Optimization result structure
The OptimizeResult object contains:
The optimized array of rules with redundancies removed and options consolidated.
Statistics about the optimization process. Number of individual source strings removed from rules.
Number of complete rules removed (e.g., subset rules).

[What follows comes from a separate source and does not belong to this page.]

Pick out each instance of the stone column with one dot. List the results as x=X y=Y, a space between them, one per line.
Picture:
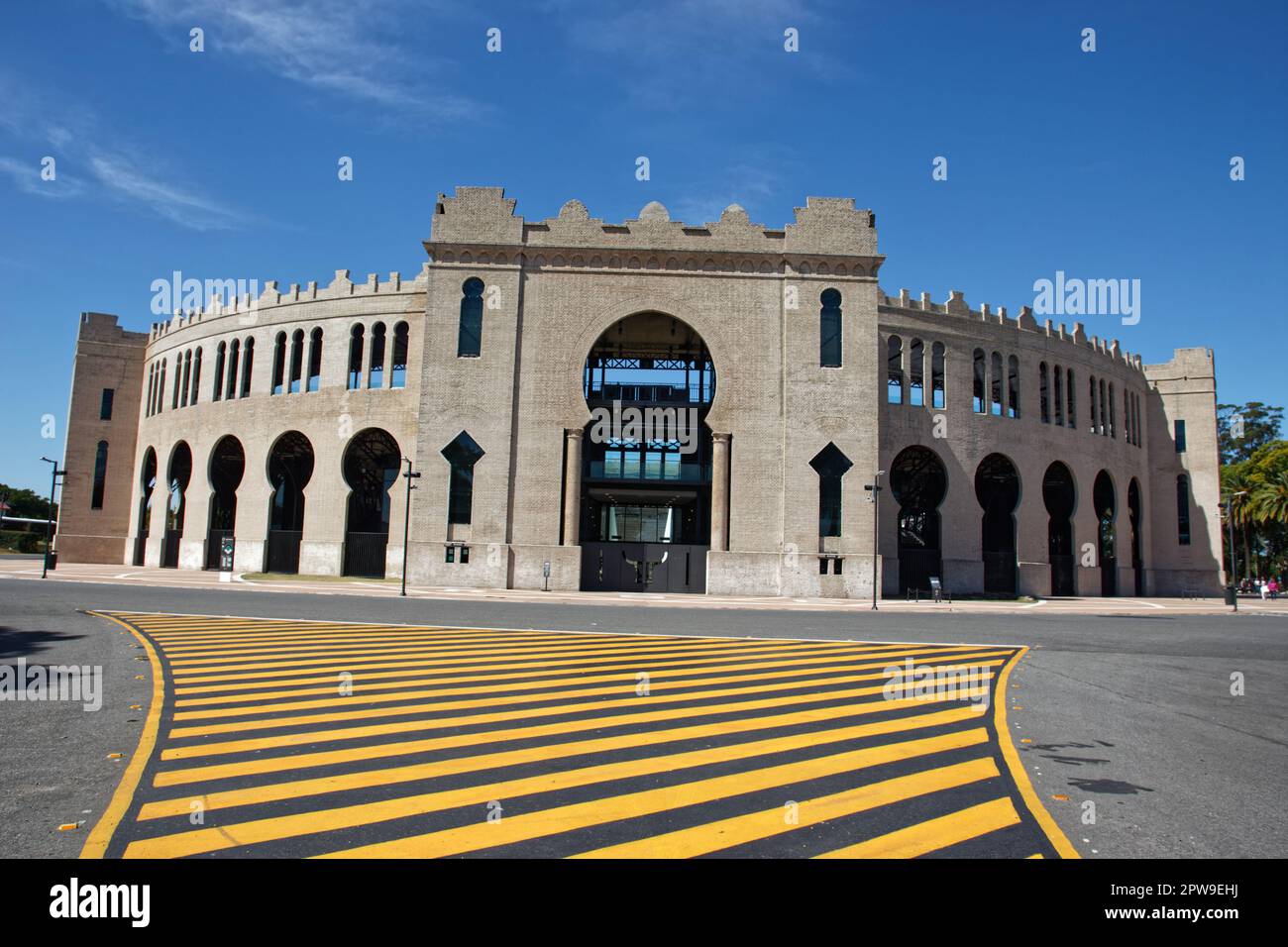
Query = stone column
x=719 y=491
x=572 y=487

Warnings about potential issues found during optimization. Source values that have conflicting target values.
Source values with conflicting match types.
Rules that would be overwritten in the trie.
Best practices
Run optimization early Optimize rules before building the trie to reduce build time and catch issues early.
Review warnings Always inspect the warnings object to identify and resolve conflicts in your rule set.
Track savings Monitor sourcesRemoved and rulesRemoved to understand the impact of optimization.
Test thoroughly Verify that optimized rules produce the same results as your original rules.